Pass Out Hard, Sleep Lightly

Alcohol makes you sleep heavily at first, then disrupts quality of sleep later in the night

(RxWiki News) For decades, researchers have known that alcohol can affect your quality of sleep. Now, a new study shows that the alcohol disrupts the quality of sleep in healthy women more than in healthy men.

According to lead author J. Todd Arnedt, assistant professor of psychiatry and neurology at the University of Michigan, a large portion of the population uses alcohol regularly to help deal with sleep problems. This is likely because alcohol initially causes sleepiness in the early part of the night. Later in the night, however, alcohol can heavily affect one's quality of sleep.

Arnedt and colleagues decided to explore the gender differences in the effects of alcohol on sleep because few past studies have had female participants. Because women metabolize alcohol different, the researchers believed it was important to study the effects of alcohol on sleep in women as well as men.

In a study that included 59 women and 34 men in their twenties, researchers monitored the intoxicated participants as they slept. Between 8:30 and 10:00 pm, the participants drank either a placebo or alcoholic beverage until they were intoxicated (specified by breath alcohol concentration). From 11:00 pm to 7:00 am, the researchers monitored the participants' sleep using polysomnography, a way of recording biophysiological changes during sleep. Before bedtime and upon awakening, the participants filled out questionnaires.

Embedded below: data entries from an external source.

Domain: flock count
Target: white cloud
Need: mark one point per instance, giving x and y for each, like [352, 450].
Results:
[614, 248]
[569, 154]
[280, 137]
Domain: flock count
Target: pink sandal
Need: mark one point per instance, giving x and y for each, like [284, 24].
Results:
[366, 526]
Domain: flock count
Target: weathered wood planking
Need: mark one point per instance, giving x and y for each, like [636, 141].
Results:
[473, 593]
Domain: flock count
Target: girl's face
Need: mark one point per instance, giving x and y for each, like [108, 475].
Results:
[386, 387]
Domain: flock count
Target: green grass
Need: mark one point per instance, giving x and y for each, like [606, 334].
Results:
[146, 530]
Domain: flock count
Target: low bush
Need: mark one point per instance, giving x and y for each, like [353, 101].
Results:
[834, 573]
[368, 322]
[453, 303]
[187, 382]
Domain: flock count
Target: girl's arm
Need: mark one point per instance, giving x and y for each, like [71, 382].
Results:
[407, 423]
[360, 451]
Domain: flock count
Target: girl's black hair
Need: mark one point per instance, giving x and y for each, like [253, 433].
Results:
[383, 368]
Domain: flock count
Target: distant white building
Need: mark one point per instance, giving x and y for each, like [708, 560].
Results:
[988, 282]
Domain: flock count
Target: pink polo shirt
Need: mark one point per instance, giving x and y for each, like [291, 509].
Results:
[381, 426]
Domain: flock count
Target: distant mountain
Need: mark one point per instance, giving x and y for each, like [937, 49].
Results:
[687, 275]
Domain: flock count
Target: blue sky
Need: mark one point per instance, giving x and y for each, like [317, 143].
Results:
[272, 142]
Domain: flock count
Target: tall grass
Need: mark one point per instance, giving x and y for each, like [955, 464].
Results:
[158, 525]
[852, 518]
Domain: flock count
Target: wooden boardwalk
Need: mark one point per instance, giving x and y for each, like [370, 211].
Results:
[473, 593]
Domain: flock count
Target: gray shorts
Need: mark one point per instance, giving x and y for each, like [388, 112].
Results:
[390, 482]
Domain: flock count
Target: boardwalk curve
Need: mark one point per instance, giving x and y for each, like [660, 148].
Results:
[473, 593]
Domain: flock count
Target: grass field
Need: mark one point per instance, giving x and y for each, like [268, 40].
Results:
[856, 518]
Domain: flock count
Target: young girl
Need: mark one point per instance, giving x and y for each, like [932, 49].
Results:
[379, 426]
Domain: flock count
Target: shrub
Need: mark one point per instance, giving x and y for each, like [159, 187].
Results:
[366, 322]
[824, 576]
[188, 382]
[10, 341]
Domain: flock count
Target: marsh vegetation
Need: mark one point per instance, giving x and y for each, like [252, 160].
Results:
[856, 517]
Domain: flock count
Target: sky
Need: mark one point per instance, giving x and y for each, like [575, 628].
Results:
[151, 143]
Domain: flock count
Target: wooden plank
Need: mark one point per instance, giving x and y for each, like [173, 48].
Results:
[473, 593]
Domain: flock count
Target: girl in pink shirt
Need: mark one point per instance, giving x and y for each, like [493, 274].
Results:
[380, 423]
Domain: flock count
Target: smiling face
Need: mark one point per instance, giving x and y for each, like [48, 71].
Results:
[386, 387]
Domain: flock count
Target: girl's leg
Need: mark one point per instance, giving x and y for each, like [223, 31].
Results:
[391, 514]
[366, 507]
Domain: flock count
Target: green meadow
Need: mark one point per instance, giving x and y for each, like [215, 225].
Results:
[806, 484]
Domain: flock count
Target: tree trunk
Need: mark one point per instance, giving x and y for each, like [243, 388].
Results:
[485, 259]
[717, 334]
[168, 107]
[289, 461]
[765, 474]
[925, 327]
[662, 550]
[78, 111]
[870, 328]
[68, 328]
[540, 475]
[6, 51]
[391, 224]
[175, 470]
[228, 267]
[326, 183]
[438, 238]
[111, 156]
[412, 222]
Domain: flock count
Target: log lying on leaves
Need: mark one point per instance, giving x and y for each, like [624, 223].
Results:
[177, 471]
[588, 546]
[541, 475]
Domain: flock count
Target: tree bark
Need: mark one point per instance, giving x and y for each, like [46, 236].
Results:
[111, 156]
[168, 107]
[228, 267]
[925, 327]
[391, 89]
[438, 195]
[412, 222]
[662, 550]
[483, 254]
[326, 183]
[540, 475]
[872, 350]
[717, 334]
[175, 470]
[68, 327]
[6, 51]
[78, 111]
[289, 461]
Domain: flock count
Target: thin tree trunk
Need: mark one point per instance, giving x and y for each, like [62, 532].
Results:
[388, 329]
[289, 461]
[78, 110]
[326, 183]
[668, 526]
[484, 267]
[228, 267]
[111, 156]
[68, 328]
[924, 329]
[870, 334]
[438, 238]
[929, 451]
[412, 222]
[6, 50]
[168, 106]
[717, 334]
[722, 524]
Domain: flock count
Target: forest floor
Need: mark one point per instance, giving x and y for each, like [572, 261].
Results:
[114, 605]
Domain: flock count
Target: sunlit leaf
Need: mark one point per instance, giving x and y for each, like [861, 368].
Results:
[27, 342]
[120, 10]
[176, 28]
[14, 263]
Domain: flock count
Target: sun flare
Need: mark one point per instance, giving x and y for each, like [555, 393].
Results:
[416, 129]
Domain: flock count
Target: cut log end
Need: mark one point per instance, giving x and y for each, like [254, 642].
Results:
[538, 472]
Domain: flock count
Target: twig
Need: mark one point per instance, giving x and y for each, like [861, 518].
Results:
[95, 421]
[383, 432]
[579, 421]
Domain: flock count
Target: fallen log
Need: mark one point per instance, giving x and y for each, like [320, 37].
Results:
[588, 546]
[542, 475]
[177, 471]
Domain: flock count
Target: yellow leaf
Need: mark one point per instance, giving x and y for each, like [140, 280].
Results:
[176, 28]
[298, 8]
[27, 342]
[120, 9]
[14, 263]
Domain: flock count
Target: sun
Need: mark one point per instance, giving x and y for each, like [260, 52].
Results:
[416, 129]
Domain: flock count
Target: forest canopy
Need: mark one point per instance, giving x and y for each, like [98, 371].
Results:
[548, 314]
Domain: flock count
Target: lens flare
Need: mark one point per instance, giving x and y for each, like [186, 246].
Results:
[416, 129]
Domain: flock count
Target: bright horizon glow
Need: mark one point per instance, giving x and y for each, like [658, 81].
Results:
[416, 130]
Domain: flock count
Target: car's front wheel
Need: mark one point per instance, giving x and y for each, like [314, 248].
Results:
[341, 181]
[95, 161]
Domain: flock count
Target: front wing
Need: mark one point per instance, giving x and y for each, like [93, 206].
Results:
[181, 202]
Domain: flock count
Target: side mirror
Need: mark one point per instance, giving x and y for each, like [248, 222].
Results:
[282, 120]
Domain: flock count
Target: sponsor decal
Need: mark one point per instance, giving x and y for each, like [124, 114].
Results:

Among those who drank alcohol before sleep, women experienced greater levels of sleepiness and disrupted sleep quality compared to men. The study's findings also supported results from previous studies that showed that a high dose of alcohol causes a heavy sleep in the beginning of the night, but then leads to more wakefulness later in the night. A family history of alcoholism was not a factor that affected participants' sleep quality.

Arnedt points out that the differences observed between men and women are not a factor of women drinking more - the breath alcohol concentration of all participants was the same before going to sleep. Nor do the researchers believe that the differences were caused by differences in experience drinking alcohol because prior alcohol use was the same between both male and female participants.

Arnedt says the differences may be due to differences in alcohol metabolism.

He concludes that these findings may contribute to further research exploring the link between quality of sleep and the risk of developing alcohol use disorders.

According to the CDC, 61.2 percent of adults in the United States are current drinkers. Approximately 5 percent of adults are heavy drinkers.

The study by Arnedt and his colleagues will appear in the May 2011 issue of Alcoholism: Clinical & Experimental Research.